The Miami Herald
July 29, 1999

 Judge denies separate trials in Castro plot case

 SAN JUAN, Puerto Rico -- (AP) -- A judge denied a request by six Cuban
 Americans accused of plotting to kill Fidel Castro to be tried separately from a
 seventh man who allegedly confessed.

 The six argued that incriminating statements by defendant Angel Alfonso were
 prejudicial. But U.S. District Judge Hector M. Lafitte ruled Wednesday he could
 instruct jurors not to use certain statements against Alfonso's co-defendants.

 Alfonso allegedly made eight incriminating statements, but the judge ruled
 prosecutors could use only one as evidence against all the defendants.

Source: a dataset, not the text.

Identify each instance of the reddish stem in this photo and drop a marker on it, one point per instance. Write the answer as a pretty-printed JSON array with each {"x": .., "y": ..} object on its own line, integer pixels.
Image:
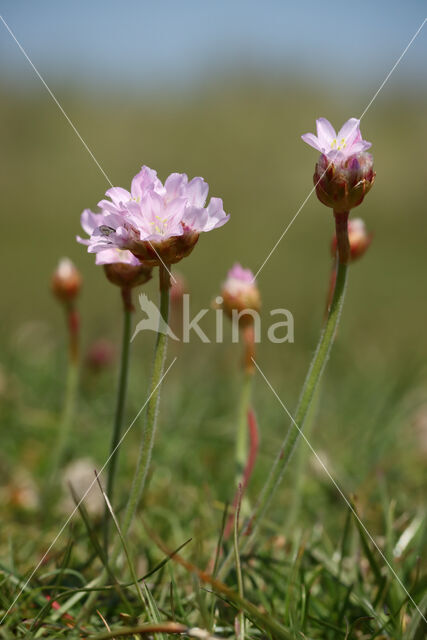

That
 statement was that he would continue trying to kill Castro even if he went to
 prison.

 Prosecutors say Alfonso told the U.S. Coast Guard he was on his way to kill
 Castro when he and three other men were stopped on a boat off Puerto Rico on
 Oct. 26, 1997. Castro was attending a conference on Venezuela's Margarita
 Island.

 The Coast Guard found two .50-caliber assault rifles, ammunition, night vision
 goggles and high-powered gun sights on the boat.

 Three other Cuban exiles in Miami were later charged in the case -- the first in
 which the United States has charged someone with trying to assassinate the
 communist leader.

 Trial is set for November.

 The men arrested on the boat were Francisco Cordova, 50, a commercial
 fisherman from Marathon, Fla.; Miami businessmen Angel Hernandez Rojo, 64;
 Angel Manuel Alfonso, 57, of Union City, N.J., a textile company manager; and
 Juan Bautista Marquez, 61.

 Marquez was later arrested on an unrelated seven-count indictment accusing him
 of importing 803 pounds of cocaine into the United States.

 Also charged in the alleged Castro plot were Jose Antonio Llama, a director of the
 Cuban American National Foundation; Miami lumber dealer Jose Rodriguez, 61,
 and Alfredo Otero, 62, also of Miami.